Challenges for Future Drafts of the Regulatory Code

We have used extensive in vivo binding data, conserved sequence information and prior knowledge of regulator-DNA interactions to construct a first draft of the transcriptional regulatory code of a eukaryote cell. This draft provides a foundation for improvements that should lead to a more complete understanding of the transcriptional regulatory code. A more complete understanding of the code should emerge from 1) collecting additional experimental data, 2) testing models that emerge from the data, and 3) developing improved computational algorithms to integrate various data types.

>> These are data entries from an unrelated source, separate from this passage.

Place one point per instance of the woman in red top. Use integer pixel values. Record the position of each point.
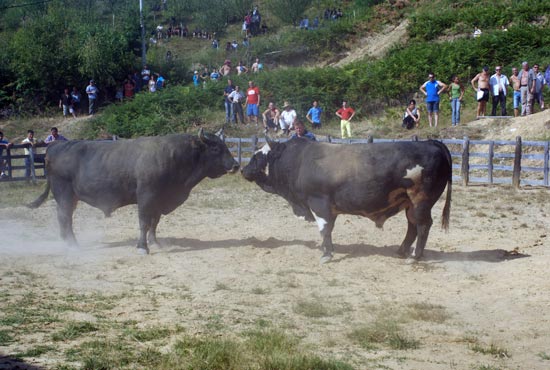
(346, 114)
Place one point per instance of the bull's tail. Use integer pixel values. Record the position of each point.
(447, 208)
(445, 217)
(38, 202)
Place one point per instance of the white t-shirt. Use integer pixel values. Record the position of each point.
(286, 119)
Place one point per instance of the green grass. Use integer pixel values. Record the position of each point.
(311, 308)
(73, 330)
(382, 332)
(492, 349)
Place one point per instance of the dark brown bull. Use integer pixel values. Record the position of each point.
(156, 173)
(321, 181)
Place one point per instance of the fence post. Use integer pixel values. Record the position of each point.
(546, 164)
(239, 151)
(465, 171)
(31, 159)
(490, 163)
(10, 173)
(517, 164)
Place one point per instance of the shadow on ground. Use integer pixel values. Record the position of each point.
(179, 245)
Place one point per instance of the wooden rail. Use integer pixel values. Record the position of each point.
(474, 161)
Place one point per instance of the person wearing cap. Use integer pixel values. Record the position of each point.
(432, 89)
(287, 118)
(499, 84)
(526, 78)
(196, 79)
(300, 131)
(252, 102)
(482, 90)
(92, 91)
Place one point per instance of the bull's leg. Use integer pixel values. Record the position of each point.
(145, 222)
(66, 203)
(423, 225)
(405, 247)
(320, 208)
(65, 210)
(152, 236)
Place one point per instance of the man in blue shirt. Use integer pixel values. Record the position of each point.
(300, 131)
(432, 89)
(314, 115)
(92, 91)
(227, 103)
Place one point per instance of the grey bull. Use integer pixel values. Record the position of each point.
(156, 173)
(377, 181)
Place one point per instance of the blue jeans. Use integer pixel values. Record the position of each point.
(228, 110)
(455, 108)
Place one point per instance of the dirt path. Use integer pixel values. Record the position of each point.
(237, 253)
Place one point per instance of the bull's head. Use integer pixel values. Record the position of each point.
(218, 158)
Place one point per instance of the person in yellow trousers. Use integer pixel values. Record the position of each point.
(345, 113)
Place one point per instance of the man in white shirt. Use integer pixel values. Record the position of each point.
(499, 84)
(287, 118)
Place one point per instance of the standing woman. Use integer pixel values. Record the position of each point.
(456, 92)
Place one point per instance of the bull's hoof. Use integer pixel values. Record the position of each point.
(325, 258)
(143, 251)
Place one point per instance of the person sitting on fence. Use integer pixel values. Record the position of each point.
(54, 136)
(411, 117)
(30, 148)
(3, 163)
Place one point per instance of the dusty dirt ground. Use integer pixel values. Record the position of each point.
(233, 234)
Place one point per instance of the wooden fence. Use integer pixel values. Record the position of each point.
(474, 161)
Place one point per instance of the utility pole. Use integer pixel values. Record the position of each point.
(143, 51)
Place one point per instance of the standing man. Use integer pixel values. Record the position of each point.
(3, 163)
(516, 85)
(482, 90)
(92, 91)
(54, 136)
(499, 83)
(66, 102)
(287, 118)
(226, 102)
(314, 115)
(236, 98)
(145, 76)
(346, 114)
(431, 89)
(300, 131)
(527, 85)
(252, 102)
(539, 83)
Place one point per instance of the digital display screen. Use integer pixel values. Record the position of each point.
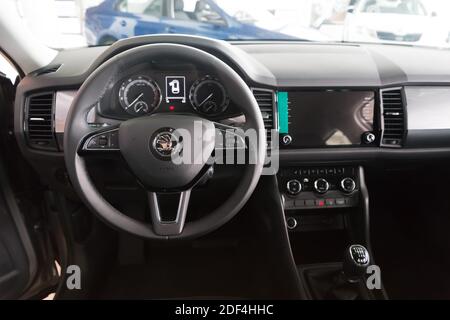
(325, 118)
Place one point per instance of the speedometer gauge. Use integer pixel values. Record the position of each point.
(139, 95)
(208, 96)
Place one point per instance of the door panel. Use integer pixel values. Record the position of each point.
(20, 271)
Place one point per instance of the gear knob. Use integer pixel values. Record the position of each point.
(356, 261)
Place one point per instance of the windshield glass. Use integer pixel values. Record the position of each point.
(78, 23)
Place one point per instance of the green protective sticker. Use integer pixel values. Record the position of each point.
(283, 113)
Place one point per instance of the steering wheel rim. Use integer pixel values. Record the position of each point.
(77, 129)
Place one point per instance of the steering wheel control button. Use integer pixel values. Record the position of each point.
(294, 187)
(368, 137)
(321, 185)
(286, 140)
(291, 223)
(348, 185)
(108, 140)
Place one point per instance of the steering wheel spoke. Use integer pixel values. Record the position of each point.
(165, 224)
(101, 141)
(229, 138)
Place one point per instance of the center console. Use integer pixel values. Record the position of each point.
(326, 203)
(317, 190)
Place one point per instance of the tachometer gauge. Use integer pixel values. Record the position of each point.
(208, 96)
(139, 95)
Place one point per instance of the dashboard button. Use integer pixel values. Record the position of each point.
(294, 187)
(348, 185)
(299, 203)
(321, 185)
(309, 203)
(291, 223)
(286, 140)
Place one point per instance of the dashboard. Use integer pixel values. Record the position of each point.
(169, 87)
(326, 102)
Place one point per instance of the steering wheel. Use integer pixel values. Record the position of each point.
(145, 142)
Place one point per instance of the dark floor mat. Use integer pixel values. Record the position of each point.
(179, 273)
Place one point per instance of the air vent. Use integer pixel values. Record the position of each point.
(46, 70)
(265, 99)
(393, 117)
(39, 121)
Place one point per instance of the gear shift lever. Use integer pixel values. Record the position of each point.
(356, 261)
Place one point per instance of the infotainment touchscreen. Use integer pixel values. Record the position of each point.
(325, 118)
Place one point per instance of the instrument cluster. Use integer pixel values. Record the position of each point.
(143, 92)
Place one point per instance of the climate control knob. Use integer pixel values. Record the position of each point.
(321, 185)
(293, 187)
(348, 185)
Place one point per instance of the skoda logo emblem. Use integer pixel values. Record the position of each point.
(165, 143)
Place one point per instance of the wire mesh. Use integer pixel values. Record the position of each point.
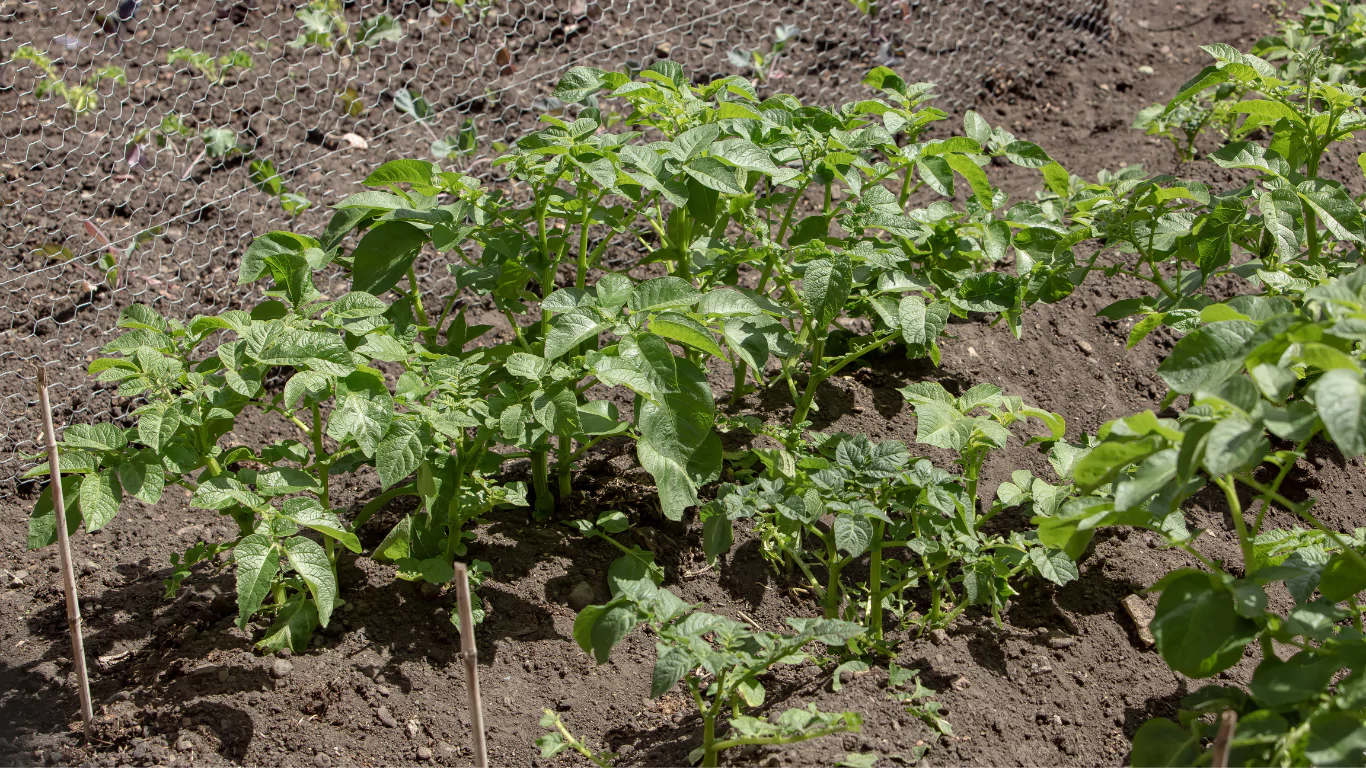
(145, 144)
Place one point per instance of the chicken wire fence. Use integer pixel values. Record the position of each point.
(145, 144)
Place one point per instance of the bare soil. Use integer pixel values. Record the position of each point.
(1066, 681)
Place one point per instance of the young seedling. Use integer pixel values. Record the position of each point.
(719, 660)
(79, 99)
(215, 69)
(560, 738)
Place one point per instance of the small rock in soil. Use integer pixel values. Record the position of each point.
(581, 596)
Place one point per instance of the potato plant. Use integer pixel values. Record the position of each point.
(719, 660)
(81, 97)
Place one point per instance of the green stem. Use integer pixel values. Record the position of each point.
(1235, 509)
(564, 465)
(813, 380)
(379, 502)
(741, 741)
(874, 580)
(541, 481)
(429, 335)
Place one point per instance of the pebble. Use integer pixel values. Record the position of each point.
(581, 596)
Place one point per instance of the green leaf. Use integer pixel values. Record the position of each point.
(399, 454)
(1343, 577)
(159, 424)
(94, 436)
(312, 563)
(1336, 738)
(986, 291)
(100, 498)
(1105, 461)
(1340, 399)
(257, 562)
(578, 84)
(43, 521)
(309, 513)
(717, 536)
(974, 175)
(825, 289)
(936, 174)
(293, 626)
(384, 254)
(1198, 632)
(221, 492)
(1053, 565)
(686, 331)
(1333, 207)
(142, 478)
(941, 425)
(399, 172)
(663, 293)
(1026, 155)
(1279, 685)
(1209, 77)
(853, 533)
(571, 330)
(362, 413)
(1206, 357)
(670, 667)
(713, 174)
(600, 627)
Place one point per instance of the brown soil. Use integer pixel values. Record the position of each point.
(1066, 681)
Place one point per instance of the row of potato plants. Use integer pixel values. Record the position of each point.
(775, 230)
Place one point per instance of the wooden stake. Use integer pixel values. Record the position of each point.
(471, 664)
(1219, 755)
(68, 576)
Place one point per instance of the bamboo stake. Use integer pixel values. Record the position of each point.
(1227, 723)
(68, 577)
(471, 664)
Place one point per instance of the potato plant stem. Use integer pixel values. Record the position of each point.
(429, 335)
(874, 580)
(68, 577)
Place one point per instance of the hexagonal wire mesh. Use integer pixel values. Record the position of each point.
(159, 137)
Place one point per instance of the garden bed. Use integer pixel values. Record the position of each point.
(1066, 681)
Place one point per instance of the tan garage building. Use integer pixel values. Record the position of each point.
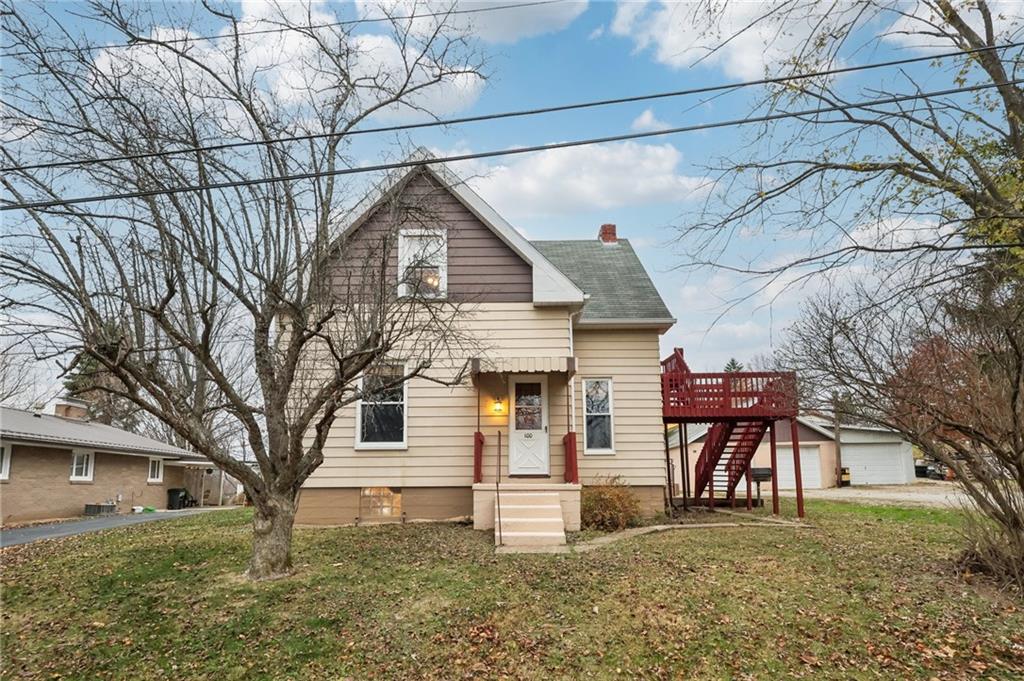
(875, 456)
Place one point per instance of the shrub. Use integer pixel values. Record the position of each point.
(609, 506)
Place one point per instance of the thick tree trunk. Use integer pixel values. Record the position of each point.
(272, 523)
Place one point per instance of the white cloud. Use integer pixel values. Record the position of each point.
(585, 178)
(678, 38)
(503, 26)
(901, 232)
(750, 39)
(293, 68)
(915, 26)
(648, 122)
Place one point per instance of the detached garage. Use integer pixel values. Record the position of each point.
(875, 456)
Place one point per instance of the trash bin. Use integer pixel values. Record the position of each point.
(176, 499)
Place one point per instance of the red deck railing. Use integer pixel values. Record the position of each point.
(718, 396)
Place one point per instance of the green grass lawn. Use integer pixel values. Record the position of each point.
(868, 593)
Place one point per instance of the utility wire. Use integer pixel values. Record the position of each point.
(512, 114)
(260, 32)
(512, 152)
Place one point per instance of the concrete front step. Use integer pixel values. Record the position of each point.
(528, 499)
(529, 518)
(529, 510)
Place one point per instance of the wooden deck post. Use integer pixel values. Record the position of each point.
(684, 456)
(750, 502)
(796, 466)
(774, 471)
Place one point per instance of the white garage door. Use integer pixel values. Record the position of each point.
(810, 467)
(878, 463)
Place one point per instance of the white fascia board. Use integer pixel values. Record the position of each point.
(660, 324)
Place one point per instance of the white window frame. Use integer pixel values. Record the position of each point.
(5, 452)
(90, 465)
(587, 450)
(395, 447)
(160, 468)
(406, 256)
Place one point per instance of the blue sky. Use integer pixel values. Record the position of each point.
(572, 51)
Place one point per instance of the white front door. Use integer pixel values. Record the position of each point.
(528, 426)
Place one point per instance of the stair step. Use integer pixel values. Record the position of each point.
(529, 518)
(528, 498)
(531, 539)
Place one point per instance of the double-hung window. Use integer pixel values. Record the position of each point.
(381, 413)
(423, 263)
(156, 470)
(81, 466)
(598, 436)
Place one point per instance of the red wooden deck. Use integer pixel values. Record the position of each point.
(741, 408)
(712, 397)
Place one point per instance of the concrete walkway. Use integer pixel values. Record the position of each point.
(71, 527)
(932, 494)
(597, 543)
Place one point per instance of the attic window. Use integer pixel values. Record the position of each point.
(423, 263)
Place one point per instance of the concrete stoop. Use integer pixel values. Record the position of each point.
(528, 519)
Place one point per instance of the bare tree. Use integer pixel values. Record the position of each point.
(220, 301)
(912, 187)
(17, 380)
(947, 372)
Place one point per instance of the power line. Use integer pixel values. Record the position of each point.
(512, 114)
(513, 152)
(260, 32)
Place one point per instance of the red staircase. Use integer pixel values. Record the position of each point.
(726, 456)
(739, 407)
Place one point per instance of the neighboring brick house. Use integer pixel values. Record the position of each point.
(51, 465)
(571, 364)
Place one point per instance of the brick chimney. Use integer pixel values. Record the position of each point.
(71, 409)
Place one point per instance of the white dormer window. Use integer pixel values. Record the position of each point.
(156, 470)
(423, 263)
(81, 466)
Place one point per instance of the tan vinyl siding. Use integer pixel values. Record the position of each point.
(631, 359)
(441, 420)
(480, 266)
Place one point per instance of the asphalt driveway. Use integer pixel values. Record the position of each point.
(56, 529)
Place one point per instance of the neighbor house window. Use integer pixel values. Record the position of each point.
(381, 413)
(81, 466)
(156, 470)
(423, 263)
(598, 436)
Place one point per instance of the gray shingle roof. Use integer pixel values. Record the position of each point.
(611, 274)
(19, 425)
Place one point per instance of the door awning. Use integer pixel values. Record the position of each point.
(534, 365)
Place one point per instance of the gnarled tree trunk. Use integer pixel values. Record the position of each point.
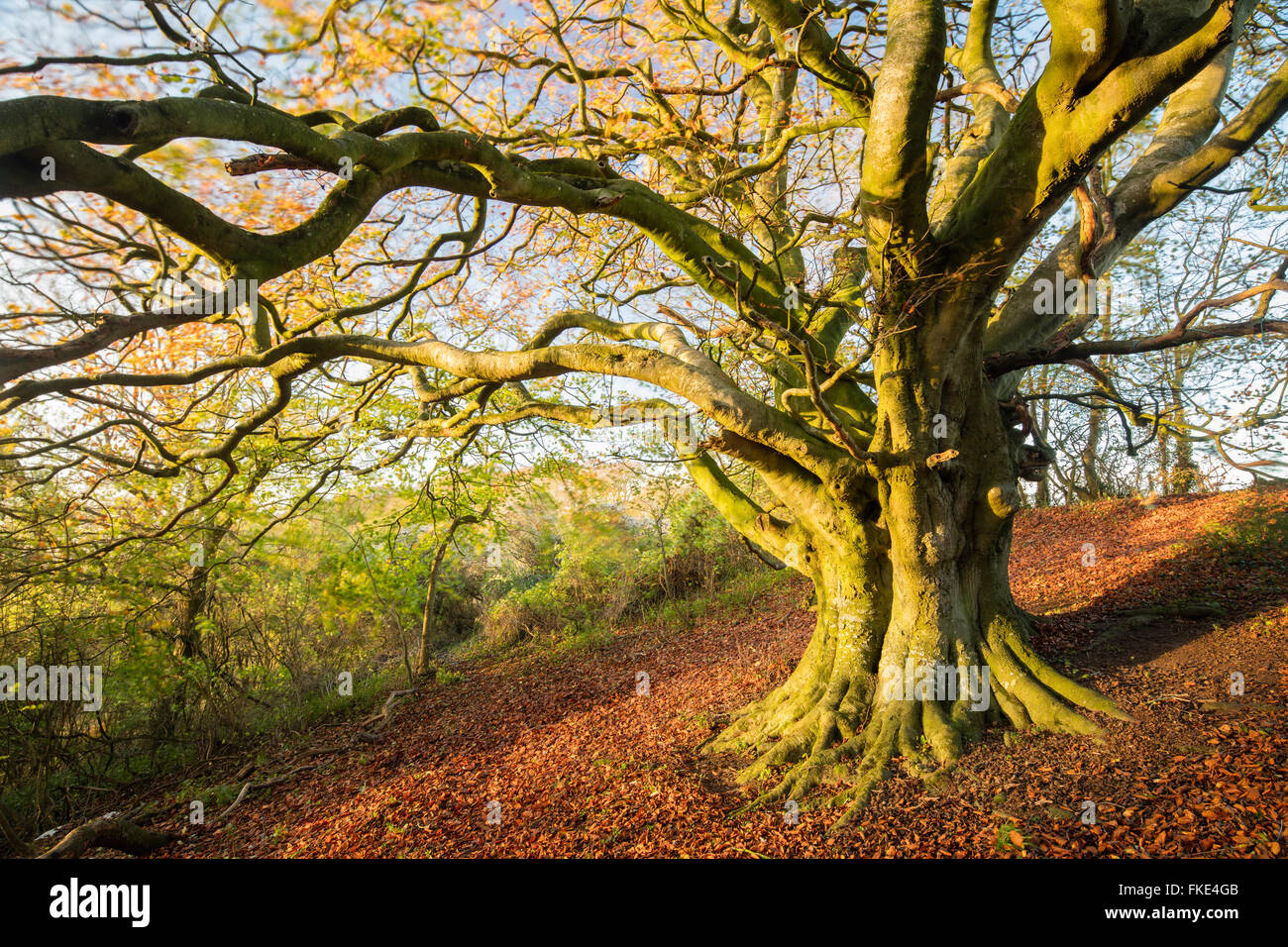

Collecting additional experimental data
We have identified 203 transcriptional regulators in yeast and have profiled their genomic binding under a limited number of growth conditions (rich media and conditions where we knew that specific regulators are important for growth). It may be valuable to collect genome-wide binding data for these DNA-binding regulators in cells grown in additional environments. It is also possible that there are additional regulators that have not yet been identified, and the binding sites for these regulators will need to be determined. Since cell-type regulators are known to exist, it might also be useful to determine whether binding events depend on cell type (a or alpha) or genome copy number.

Testing models
Experimental tests of models for regulator functions predicted by their environment-dependent binding behaviour will provide new insights into the regulatory mechanisms involved in control of global gene expression programs. Knowledge of the environment-dependent changes in the abundance, modification state and intracellular compartmentalization of transcriptional regulators will be valuable. It may also be useful to explore the effects of mutations in transcriptional regulators and cis elements on a large scale.

Improved computational algorithms
Computational algorithms already play a key role in binding site sequence prediction and integration of various data types to reveal how the transcriptional regulatory code controls gene expression programs under diverse conditions. New algorithms may be needed to encompass sequence conservation, condition-dependent regulator binding and dynamic gene expression data in order to assemble robust transcriptional regulatory networks.